Table 2. Results usability inspection

First results reveal that system one contains a higher level of usability issues than system two. Especially, due the high exponent (4) in the last quarter, the four issues had a huge impact on these results. Thus, only through a high amount of usability problems in the third and specifically in the fourth quarter, the proposed factor will increase.

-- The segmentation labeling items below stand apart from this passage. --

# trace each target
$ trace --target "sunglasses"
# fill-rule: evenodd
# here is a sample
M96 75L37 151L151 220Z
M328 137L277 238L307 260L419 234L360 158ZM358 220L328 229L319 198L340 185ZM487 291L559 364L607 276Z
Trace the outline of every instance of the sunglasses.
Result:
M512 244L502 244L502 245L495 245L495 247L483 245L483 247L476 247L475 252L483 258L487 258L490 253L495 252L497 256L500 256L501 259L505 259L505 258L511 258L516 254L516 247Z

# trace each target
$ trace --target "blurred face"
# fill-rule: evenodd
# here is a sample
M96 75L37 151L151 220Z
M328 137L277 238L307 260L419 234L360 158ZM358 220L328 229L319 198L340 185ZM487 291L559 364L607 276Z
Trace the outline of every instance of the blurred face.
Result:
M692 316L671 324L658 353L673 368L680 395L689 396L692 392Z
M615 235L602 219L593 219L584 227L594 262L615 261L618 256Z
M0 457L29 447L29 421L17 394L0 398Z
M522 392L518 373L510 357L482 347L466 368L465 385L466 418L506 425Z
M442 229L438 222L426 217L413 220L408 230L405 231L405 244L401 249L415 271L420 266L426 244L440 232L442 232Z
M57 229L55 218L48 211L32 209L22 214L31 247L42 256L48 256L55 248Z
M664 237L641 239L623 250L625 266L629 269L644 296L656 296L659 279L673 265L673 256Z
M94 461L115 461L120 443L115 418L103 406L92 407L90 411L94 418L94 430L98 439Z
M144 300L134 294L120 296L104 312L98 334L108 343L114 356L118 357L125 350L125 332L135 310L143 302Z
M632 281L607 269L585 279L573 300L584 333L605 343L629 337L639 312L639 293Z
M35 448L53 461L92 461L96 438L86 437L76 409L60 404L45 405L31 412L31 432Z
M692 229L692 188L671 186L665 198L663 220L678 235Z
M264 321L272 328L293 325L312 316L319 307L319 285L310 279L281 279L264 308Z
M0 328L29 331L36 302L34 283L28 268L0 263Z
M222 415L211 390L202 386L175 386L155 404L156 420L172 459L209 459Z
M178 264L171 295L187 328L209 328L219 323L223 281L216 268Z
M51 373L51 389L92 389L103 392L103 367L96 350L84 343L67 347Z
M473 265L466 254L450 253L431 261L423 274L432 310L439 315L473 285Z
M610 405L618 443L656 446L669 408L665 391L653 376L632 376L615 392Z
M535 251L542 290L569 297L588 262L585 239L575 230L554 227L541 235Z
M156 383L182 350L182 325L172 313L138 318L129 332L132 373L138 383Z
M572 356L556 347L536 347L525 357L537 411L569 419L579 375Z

Generally, the framework represents an extension of the heuristic evaluation by classifying the ranked severity ratings into the proposed framework categories (Table 1) in order to generate an overview of the overall usability issues and their impact on the development process. The classification process should involve system designers, which are able to provide realistic effort assumptions about the identified issue and their relationship to the proposed categories in Table 1 (e.g., “Does the identified issue cover simple UI optimizations or structural adjustments as well?”). Furthermore, the proposed framework should also support the decision-making process of replacing, maintaining or modernizing the system in question (e.g., complete redesign or which issue should be solved first). Although the approach of comparing two systems on the basis of their usability and the effort to solve those issues seems promising, the technological perspective needs to be addressed as well. For instance, systems with different technology stacks cannot directly be compared. Thus, we analyzed the effort to fix from a practical perspective by considering technological dependencies, which may influence the evaluation process and need to be taken into consideration (Table 3):

Table 3. Technological dependencies

4 Conclusion

The presented framework aims to support the process of classifying identified usability issues regarding their effort to fix by coming up with a score, which highlights the present UX maturity level. The evaluation of two applications demonstrates the potential of this approach and reveals that the identified issues with a high severity rating and effort to fix should be considered as highly problematic. Furthermore, we discussed technological dependencies when comparing two similar applications within the same application domain. While this framework highlights a meaningful extension for a range of usability methods (e.g., heuristic evaluation, cognitive walkthrough etc.), we plan to further develop the scoring design and range of clusters to come up with more accurate results.